We now introduce one such tool for streamlining data integration: the Centralized Open-Access Rehabilitation database for Stroke (SCOAR). In short, SCOAR is a central repository for summary statistics from RCTs. SCOAR currently contains data from a systematic review and extraction of papers from 1981 to early 2014 (described in detail below), but the goal of SCOAR is much bigger: to create a “living” database where new data can be added as clinical trials are completed. Imposing such an architecture (4) on clinical trial data would allow basic and clinical scientists to (1) quickly and easily visualize relationships among variables, (2) efficiently share data, (3) generate hypotheses based on noticeable patterns or even “gaps” in the current data, (4) search the current literature from the data up (rather than key-terms down), and (5) improve clinical trial design through more accurate and comprehensive power analyses.
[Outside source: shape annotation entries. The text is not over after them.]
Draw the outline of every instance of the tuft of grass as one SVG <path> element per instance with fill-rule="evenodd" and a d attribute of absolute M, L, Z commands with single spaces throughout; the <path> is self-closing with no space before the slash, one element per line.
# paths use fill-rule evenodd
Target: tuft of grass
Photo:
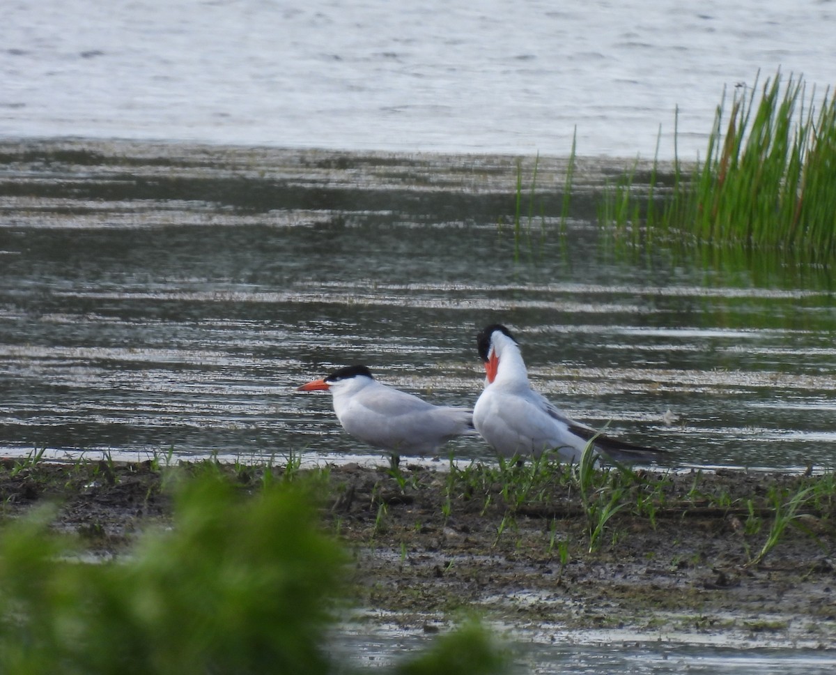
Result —
<path fill-rule="evenodd" d="M 759 75 L 758 75 L 759 78 Z M 758 94 L 760 95 L 758 98 Z M 635 166 L 610 187 L 599 220 L 634 243 L 655 237 L 716 247 L 836 253 L 836 92 L 817 107 L 801 78 L 780 70 L 758 87 L 724 91 L 706 158 L 685 180 L 658 172 L 658 144 L 649 185 Z"/>

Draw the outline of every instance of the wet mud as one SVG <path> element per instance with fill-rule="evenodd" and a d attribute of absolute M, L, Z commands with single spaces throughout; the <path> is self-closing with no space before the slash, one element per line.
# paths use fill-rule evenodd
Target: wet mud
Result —
<path fill-rule="evenodd" d="M 139 533 L 169 522 L 171 471 L 150 462 L 5 460 L 3 519 L 57 501 L 57 529 L 78 532 L 94 555 L 118 558 Z M 397 472 L 359 464 L 223 471 L 244 492 L 260 489 L 265 472 L 313 476 L 324 526 L 352 553 L 360 621 L 431 632 L 476 611 L 545 640 L 597 632 L 601 639 L 836 647 L 832 476 L 640 472 L 590 551 L 589 515 L 568 468 L 537 484 L 514 467 L 451 472 L 446 463 Z M 804 499 L 788 511 L 799 493 Z M 757 560 L 776 509 L 792 518 Z"/>

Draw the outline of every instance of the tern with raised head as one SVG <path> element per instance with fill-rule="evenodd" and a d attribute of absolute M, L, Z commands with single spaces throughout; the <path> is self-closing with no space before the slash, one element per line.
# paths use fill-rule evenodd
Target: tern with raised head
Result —
<path fill-rule="evenodd" d="M 400 455 L 434 454 L 456 436 L 475 436 L 468 408 L 434 406 L 394 386 L 380 384 L 365 366 L 349 366 L 298 388 L 327 390 L 334 412 L 349 434 Z"/>
<path fill-rule="evenodd" d="M 668 453 L 604 436 L 575 422 L 531 388 L 519 345 L 504 325 L 493 324 L 477 337 L 485 364 L 485 389 L 473 407 L 476 430 L 497 453 L 507 457 L 553 450 L 566 462 L 578 462 L 590 440 L 599 455 L 615 462 L 650 463 Z"/>

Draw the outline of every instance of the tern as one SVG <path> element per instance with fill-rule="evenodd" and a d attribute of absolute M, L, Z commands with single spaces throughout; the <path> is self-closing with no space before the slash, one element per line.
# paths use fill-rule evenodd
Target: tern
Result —
<path fill-rule="evenodd" d="M 434 454 L 456 436 L 476 436 L 469 408 L 434 406 L 394 386 L 380 384 L 365 366 L 349 366 L 299 391 L 327 390 L 334 395 L 334 412 L 349 434 L 391 453 Z"/>
<path fill-rule="evenodd" d="M 598 455 L 615 462 L 650 463 L 667 453 L 603 436 L 552 405 L 531 388 L 519 345 L 501 324 L 477 337 L 485 362 L 485 389 L 473 407 L 473 424 L 497 453 L 512 457 L 539 456 L 553 450 L 566 462 L 579 462 L 589 441 Z"/>

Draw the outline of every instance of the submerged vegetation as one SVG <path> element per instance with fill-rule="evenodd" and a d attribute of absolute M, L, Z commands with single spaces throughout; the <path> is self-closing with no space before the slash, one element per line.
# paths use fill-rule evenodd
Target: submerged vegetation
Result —
<path fill-rule="evenodd" d="M 757 95 L 760 93 L 760 98 Z M 602 223 L 634 242 L 836 253 L 836 92 L 781 73 L 717 106 L 705 159 L 686 175 L 655 161 L 646 183 L 629 171 L 604 197 Z M 658 156 L 658 147 L 657 147 Z"/>

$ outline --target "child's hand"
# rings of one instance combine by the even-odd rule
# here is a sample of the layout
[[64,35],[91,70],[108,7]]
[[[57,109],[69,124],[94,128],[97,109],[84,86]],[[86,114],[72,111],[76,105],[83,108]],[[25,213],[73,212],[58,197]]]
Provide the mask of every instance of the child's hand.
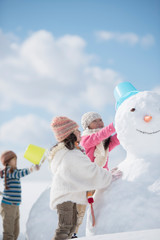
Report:
[[115,180],[119,179],[122,177],[123,172],[118,170],[118,169],[113,169],[114,171],[111,171],[112,173],[112,182],[114,182]]
[[40,169],[40,166],[39,165],[33,165],[32,167],[30,167],[30,171],[31,172],[34,172],[34,171],[38,171]]

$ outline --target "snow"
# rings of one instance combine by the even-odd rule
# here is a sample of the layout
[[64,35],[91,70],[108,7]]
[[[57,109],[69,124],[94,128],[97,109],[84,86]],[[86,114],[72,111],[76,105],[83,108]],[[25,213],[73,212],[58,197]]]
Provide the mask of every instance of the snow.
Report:
[[[146,115],[151,121],[144,121]],[[126,150],[118,165],[123,177],[96,191],[96,226],[92,227],[89,209],[87,236],[160,228],[160,95],[140,92],[125,100],[117,110],[115,127]]]

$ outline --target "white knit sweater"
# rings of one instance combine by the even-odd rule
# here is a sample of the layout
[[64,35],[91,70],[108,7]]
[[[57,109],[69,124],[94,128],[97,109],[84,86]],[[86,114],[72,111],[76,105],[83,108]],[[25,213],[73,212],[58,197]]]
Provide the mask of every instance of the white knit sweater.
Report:
[[66,201],[87,204],[86,191],[105,188],[111,183],[111,173],[92,163],[79,149],[68,150],[62,146],[53,152],[51,209]]

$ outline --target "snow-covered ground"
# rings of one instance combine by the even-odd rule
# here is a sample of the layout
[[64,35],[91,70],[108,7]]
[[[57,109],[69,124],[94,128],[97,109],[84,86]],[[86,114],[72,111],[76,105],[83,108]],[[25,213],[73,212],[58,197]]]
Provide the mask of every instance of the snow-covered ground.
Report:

Generally speaking, the goal of SCOAR is to improve the design of future clinical trials by giving researchers fast and easy access to the historical range of effect-sizes, based on thousands of stroke patients who received therapies of different types, different doses, at different times, and were measured on different outcomes. From our perspective, the effort associated with the design, implementation, and dissemination of randomized clinical trials deserves an information architecture that supports and increases their visibility. In the current paper, we (1) explain the systematic search and data extraction that led to the creation of SCOAR; (2) present summary statistics for the major variables in SCOAR, including the geographical reach, to understand how SCOAR data represent research in stroke rehabilitation; and (3) based on the lack of CDEs we find across many variables, we argue for a consistent set of CDEs in rehabilitation trials (CDEs to describe participants, methodology, and outcomes). SCOAR lays the foundation for an information architecture that captures some of the complex and multivariate nature of neurorehabilitation. Most importantly, this information architecture is scalable, making it easy to add new data as new trials are published.